Het eerste is om de molecuulmassa van het calciumcarbonaat te bepalen. Het periodiek systeem geeft aan dat calcium een ​​molecuulgewicht heeft van 40 g / mol, koolstof 12 g / mol en zuurstof 16 g / mol..

Dan is de molecuulmassa van (CaCO3) zal zijn :

40 g / mol + 12 g / mol + 3 x 16 g / mol = 100 g / mol

Elke 100 gram calciumcarbonaat is 1 mol. Dus in 150 gram komen ze overeen met 1,5 mol.

Elke mol carbonaat heeft 6,02 x 10 ^ 23 carbonaatmoleculen, dus in 1,5 mol carbonaat zitten 9,03 x 10 ^ 23 moleculen.

Kortom, in 150 gram calciumcarbonaat zit:

- 9,03 x 10 ^ 23 moleculen calciumcarbonaat.

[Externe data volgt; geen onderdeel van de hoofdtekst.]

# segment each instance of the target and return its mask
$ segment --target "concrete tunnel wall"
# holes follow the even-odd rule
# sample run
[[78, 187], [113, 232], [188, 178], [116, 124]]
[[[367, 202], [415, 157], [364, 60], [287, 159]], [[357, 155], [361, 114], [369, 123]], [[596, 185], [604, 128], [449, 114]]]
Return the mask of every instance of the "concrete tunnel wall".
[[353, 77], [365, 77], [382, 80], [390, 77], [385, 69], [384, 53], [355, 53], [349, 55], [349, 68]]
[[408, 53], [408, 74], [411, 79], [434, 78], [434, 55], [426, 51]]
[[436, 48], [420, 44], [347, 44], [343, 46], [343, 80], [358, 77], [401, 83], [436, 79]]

- Calciumatomen: 9,03 x 10 ^ 23 .

- Ook 9,03 x 10 ^ 23 koolstofatomen

- Ten slotte, 3 x 9,03 x 10 ^ 23 zuurstofatomen = 27,09 x 10 ^ 23 zuurstofatomen.

Referenties

  1. Toegepaste biologie. Wat zijn de microscopische metingen? Hersteld van: youtube.com
  2. Chemisch onderwijs. Macroscopische, submicroscopische en symbolische voorstellingen over materie. Hersteld van: scielo.org.mx.
  3. García A. Interactieve cursus natuurkunde. Macro-staten, microstates. Temperatuur, entropie. Hersteld van: sc.ehu.es
  4. De microscopische structuur van materie. Hersteld van: alipso.com
  5. Wikipedia. Microscopisch niveau. Hersteld van: wikipedia.com

Niemand heeft nog op dit artikel gereageerd.